Nella corsa per Palazzo Marino si applichino le leggi - Affaritaliani.it

Milano

Nella corsa per Palazzo Marino si applichino le leggi

di Guido Camera
Avvocato del Tribunale di Milano

Manca ormai meno di un anno alle elezioni del nuovo Sindaco di Milano. Il countdown è già iniziato, come dimostrano le dichiarazioni di ieri del Presidente della Regione Maroni, che ha esortato le forze politiche dell’area di centrodestra a celebrare le elezioni primarie prima di agosto. L’elezione del Sindaco di Milano, del resto, è storicamente un appuntamento politico ed elettorale molto importante. Oggi lo è ancora di più, vista la situazione di grande incertezza che contraddistingue il panorama delle forze politiche, caratterizzate – ad ogni livello - da acredini, divisioni e contraddizioni che non fanno altro che accrescere il (già) diffuso senso di smarrimento e disinteresse nei cittadini per tutto ciò che è “politica”.

La partita che si giocherà per Palazzo Marino sarà dunque decisiva: prima di tutto per i milanesi – che, dopo il successo di Expo, giustamente ambiscono ad avere una Milano sempre più in crescita e protagonista su scala internazionale, ma nel contempo più sicura e vivibile – e, nondimeno, per le compagini politiche, che sono chiamate a una dimostrazione di maturità, lasciandosi alle spalle la strategia mediatica del “chi la spara più grossa vince” per fare spazio a proposte concrete di governo sul lungo periodo, caratterizzate perciò da candidati di effettivo spessore e capacità, oltre che da programmi e contenuti sui quali impostare la campagna elettorale.

In questo difficile contesto va fatta da subito chiarezza sulla linea di condotta che dovrà essere tenuta in relazione alla formazione delle liste elettorali, in modo da evitare il ripetersi di polemiche analoghe a quelle che hanno incendiato, senza essere destinate a placarsi, le elezioni regionali appena svoltesi in Campania e Puglia: polemiche quantomai dannose, perché utili solo a distogliere l’attenzione dell’elettorato dal merito delle proposte dei diversi candidati e dai programmi delle forze politiche che li sosterranno.
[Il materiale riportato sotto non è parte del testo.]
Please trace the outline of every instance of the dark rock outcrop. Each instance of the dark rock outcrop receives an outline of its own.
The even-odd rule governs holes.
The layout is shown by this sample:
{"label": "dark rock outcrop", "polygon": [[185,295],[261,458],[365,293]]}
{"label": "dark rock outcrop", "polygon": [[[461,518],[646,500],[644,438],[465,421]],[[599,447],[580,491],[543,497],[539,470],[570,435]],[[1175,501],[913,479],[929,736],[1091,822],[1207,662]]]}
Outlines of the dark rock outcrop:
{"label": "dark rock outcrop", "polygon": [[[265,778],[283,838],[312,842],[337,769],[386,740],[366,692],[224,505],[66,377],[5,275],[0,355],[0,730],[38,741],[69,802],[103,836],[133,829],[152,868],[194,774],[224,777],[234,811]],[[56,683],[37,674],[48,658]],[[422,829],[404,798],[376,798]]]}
Personalmente non credo che ci siano molte alternative all’applicazione – senza “se” e senza “ma” - sia delle legge Severino, sia del codice di autoregolamentazione emanato dalla Commissione Parlamentare Antimafia, sulle quali si sono fondate le recenti polemiche relative agli “incandidabili” e “impresentabili”. Ne sono pienamente convinto anche se da tempo nutro diverse perplessità su queste disposizioni, perchè mi paiono esattamente contro lo spirito originario dei Padri Costituenti, che avevano espressamente previsto nell’autorizzazione a procedere - poi abolita in quattro e quattro otto, nel 1993, da un Parlamento a metà tra l’impaurito e l’opportunista, durante l’onda giacobina che accompagnò Tangentopoli - un argine alle azioni giudiziarie strumentali a impedire il rispetto della partecipazione democratica alla cosa pubblica.
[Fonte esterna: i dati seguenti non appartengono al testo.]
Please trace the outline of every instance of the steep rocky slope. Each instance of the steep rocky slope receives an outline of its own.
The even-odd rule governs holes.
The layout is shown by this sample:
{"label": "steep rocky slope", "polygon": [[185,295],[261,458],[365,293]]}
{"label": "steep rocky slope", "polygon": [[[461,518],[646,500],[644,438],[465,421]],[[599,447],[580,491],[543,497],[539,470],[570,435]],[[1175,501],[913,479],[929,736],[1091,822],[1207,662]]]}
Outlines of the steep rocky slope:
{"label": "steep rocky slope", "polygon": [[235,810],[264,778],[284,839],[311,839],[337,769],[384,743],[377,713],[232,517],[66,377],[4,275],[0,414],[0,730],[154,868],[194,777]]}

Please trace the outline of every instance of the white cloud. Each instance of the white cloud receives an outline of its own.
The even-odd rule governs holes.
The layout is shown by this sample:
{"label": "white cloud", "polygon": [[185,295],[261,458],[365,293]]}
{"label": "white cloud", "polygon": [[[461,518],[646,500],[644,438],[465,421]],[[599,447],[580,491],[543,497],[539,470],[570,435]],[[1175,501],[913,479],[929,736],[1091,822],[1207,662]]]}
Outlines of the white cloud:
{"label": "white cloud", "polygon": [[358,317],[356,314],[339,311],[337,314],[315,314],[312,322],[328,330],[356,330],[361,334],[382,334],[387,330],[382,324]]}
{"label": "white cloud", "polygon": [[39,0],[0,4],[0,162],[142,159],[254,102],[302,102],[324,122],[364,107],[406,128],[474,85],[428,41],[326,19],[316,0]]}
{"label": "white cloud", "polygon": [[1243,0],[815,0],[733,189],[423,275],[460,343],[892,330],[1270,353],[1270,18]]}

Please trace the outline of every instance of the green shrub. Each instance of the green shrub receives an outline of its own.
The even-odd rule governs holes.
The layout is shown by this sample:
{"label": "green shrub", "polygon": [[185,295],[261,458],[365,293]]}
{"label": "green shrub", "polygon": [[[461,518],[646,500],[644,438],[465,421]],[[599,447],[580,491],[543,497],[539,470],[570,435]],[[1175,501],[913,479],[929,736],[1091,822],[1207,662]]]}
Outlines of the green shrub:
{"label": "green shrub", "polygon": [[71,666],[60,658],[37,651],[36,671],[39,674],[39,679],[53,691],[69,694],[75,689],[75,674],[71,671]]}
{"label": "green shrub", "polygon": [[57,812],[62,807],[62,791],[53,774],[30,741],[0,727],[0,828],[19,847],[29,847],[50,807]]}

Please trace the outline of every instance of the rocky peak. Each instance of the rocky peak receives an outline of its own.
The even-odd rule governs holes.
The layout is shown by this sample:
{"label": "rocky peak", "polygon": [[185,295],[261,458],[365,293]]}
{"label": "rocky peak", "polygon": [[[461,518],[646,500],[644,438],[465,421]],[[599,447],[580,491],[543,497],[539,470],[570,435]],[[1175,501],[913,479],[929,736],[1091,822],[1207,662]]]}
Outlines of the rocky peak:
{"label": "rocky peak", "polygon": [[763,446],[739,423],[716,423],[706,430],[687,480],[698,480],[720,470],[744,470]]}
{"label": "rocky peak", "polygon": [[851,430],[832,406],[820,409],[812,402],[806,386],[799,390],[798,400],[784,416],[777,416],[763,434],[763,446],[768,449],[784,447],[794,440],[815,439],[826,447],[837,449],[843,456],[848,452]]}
Tuttavia, fino a quando la legge Severino e il codice di autoregolamentazione della Commissione Antimafia saranno in vigore, devono essere rispettate alla lettera, soprattutto nella fase della formazione delle liste: altrimenti ne sarà (ancora una volta) vittima generalizzata la credibilità delle forze politiche e delle Istituzioni (Governo e Parlamento in prima fila, che hanno votato quelle regole), inevitabilmente percepite dall’opinione pubblica come avvezze a “fare la legge per poi trovare l’inganno”.

Attenzione, perché una reazione di tal genere – fisiologica e anche comprensibile da parte dell’opinione pubblica – non serve a nessuno di quelli che hanno veramente a cuore il bene comune, ma solo al cinico e opportunista demagogo di turno. Che poi, come sta dimostrando oggi quanto avviene in Grecia, quando deve fare i conti con la difficile e cruda realtà dell’attività di Governo, inevitabilmente scarica sulla collettività il prezzo salatissimo delle illusioni elettorali.